The environment that we live in has a wide spread of things that we can readily identify. This act of identification is called object recognition. It does not necessarily mean that we can name the thing in question, but does mean that we are able to make an appropriate response to it. We use the term ‘object’ to refer to a wide assortment of different types of visual event, but they all share some common attributes. All visual objects are spatially defined and circumscribed so that they occupy volume in the scene; they tend to be solid and bounded by a distinct surface.
The process of recognition of an object essentially involves the action of matching an incoming perceptual representation of an object with an internally held specification. For example, in recognizing some object as a chair the perceptual process will generate a description of the image of the object in terms of the surfaces that it has and their spatial arrangement. This description will then be compared against a set of features that all (or at least the majority of) chairs have, such as a flat horizontal surface of appropriate size held at an appropriate height by a number of upright legs. If the description compares well then, a judgement that the object is a chair can be made with reasonable confidence.

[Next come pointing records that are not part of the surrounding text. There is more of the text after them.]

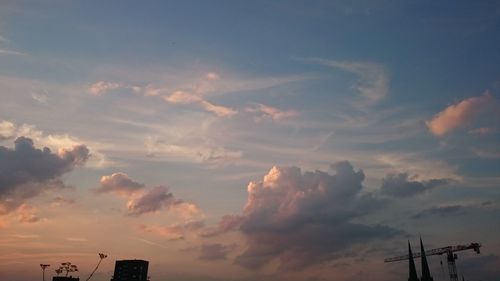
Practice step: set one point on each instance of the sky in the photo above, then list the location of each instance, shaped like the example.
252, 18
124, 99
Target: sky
248, 140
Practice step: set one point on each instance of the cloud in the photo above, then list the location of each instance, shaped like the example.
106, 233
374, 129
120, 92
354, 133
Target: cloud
27, 171
175, 231
7, 130
102, 87
27, 214
304, 218
153, 200
219, 110
11, 52
460, 114
482, 131
182, 97
216, 251
274, 113
402, 185
441, 211
40, 97
143, 201
213, 76
373, 82
59, 201
119, 183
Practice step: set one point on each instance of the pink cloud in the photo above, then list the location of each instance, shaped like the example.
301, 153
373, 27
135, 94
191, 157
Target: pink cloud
119, 183
301, 218
102, 87
27, 214
274, 113
181, 97
219, 110
460, 114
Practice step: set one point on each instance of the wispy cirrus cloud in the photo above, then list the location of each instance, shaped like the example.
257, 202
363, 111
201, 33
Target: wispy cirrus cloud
402, 185
373, 82
101, 87
265, 111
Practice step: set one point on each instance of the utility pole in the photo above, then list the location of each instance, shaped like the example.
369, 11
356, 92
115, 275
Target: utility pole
44, 266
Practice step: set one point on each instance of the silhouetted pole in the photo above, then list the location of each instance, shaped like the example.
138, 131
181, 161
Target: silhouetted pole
101, 257
44, 266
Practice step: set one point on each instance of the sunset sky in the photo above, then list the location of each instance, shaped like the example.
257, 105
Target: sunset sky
248, 140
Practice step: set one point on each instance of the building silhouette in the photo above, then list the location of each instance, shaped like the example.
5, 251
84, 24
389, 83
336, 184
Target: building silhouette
131, 270
65, 278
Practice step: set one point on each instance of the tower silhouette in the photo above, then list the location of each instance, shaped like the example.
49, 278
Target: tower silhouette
413, 271
426, 274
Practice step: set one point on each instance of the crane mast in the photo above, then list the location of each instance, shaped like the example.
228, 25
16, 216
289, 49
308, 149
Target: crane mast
450, 256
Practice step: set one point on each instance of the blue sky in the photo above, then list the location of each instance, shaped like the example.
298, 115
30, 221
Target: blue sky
193, 133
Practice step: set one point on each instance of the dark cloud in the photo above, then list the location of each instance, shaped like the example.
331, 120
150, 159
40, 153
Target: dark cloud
119, 183
215, 251
484, 268
441, 211
304, 218
26, 171
401, 185
157, 198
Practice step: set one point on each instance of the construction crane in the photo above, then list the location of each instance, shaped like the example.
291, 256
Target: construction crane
450, 255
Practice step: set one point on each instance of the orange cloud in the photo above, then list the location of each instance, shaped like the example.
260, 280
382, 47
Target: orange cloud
459, 114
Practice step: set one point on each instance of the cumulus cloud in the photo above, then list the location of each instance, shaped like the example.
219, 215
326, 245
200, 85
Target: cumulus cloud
402, 185
175, 231
10, 130
102, 87
219, 110
142, 200
460, 114
59, 201
27, 214
215, 251
158, 198
26, 171
482, 131
7, 130
119, 183
182, 97
441, 211
303, 218
266, 111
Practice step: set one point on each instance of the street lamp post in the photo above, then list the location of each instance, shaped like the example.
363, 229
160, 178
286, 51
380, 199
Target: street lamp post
44, 266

There is a specific problem in the process of object recognition. The image of an object, and its visual appearance, depend to a very considerable extent on the circumstances of the object: how it is illuminated, what direction it is being viewed from; what its surroundings are. Thus the information that is to be used to recognize the object is highly variable.

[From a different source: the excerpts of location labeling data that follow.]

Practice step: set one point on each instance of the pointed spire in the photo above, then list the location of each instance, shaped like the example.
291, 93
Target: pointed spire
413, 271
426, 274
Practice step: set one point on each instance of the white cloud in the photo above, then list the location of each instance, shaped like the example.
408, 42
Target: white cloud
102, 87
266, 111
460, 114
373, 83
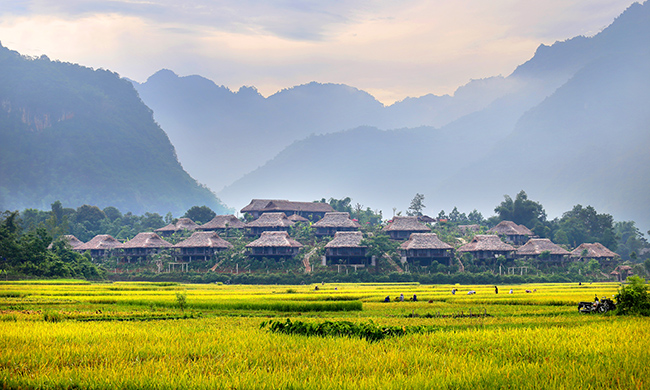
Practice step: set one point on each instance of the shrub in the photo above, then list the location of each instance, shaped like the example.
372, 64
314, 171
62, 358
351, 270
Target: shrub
633, 298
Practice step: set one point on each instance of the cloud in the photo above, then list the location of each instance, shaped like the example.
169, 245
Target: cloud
392, 49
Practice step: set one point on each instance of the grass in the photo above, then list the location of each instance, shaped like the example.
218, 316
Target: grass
134, 335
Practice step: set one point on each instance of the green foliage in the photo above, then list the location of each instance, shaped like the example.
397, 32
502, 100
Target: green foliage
84, 136
584, 224
200, 214
521, 211
181, 299
633, 298
368, 331
379, 244
630, 240
416, 206
28, 254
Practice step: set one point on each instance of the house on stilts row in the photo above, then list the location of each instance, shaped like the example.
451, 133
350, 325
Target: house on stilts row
180, 225
335, 222
425, 248
203, 246
101, 246
487, 247
310, 210
269, 222
274, 244
401, 228
346, 249
144, 245
543, 249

There are various possible versions of the process of object recognition which differ in the types of information that is being compared. At one extreme it is possible that the comparison process could involve matching 2-dimensional templates of objects against the image to find the template that matches best. In this case the template is effectively a single complex feature. The drawback with this approach is that the natural variability of objects would far exceed the capacity of any template. Thus a specific chair might well be recognizable from its match to a template of itself, but not any other. At the other extreme, it is possible that a description of the object made up of a large number of small features could be computed from the incoming information and then this compared with an equivalent full internal structural description. The drawback to this approach is that the process of creating a full structural description of the image of the object is itself highly complex.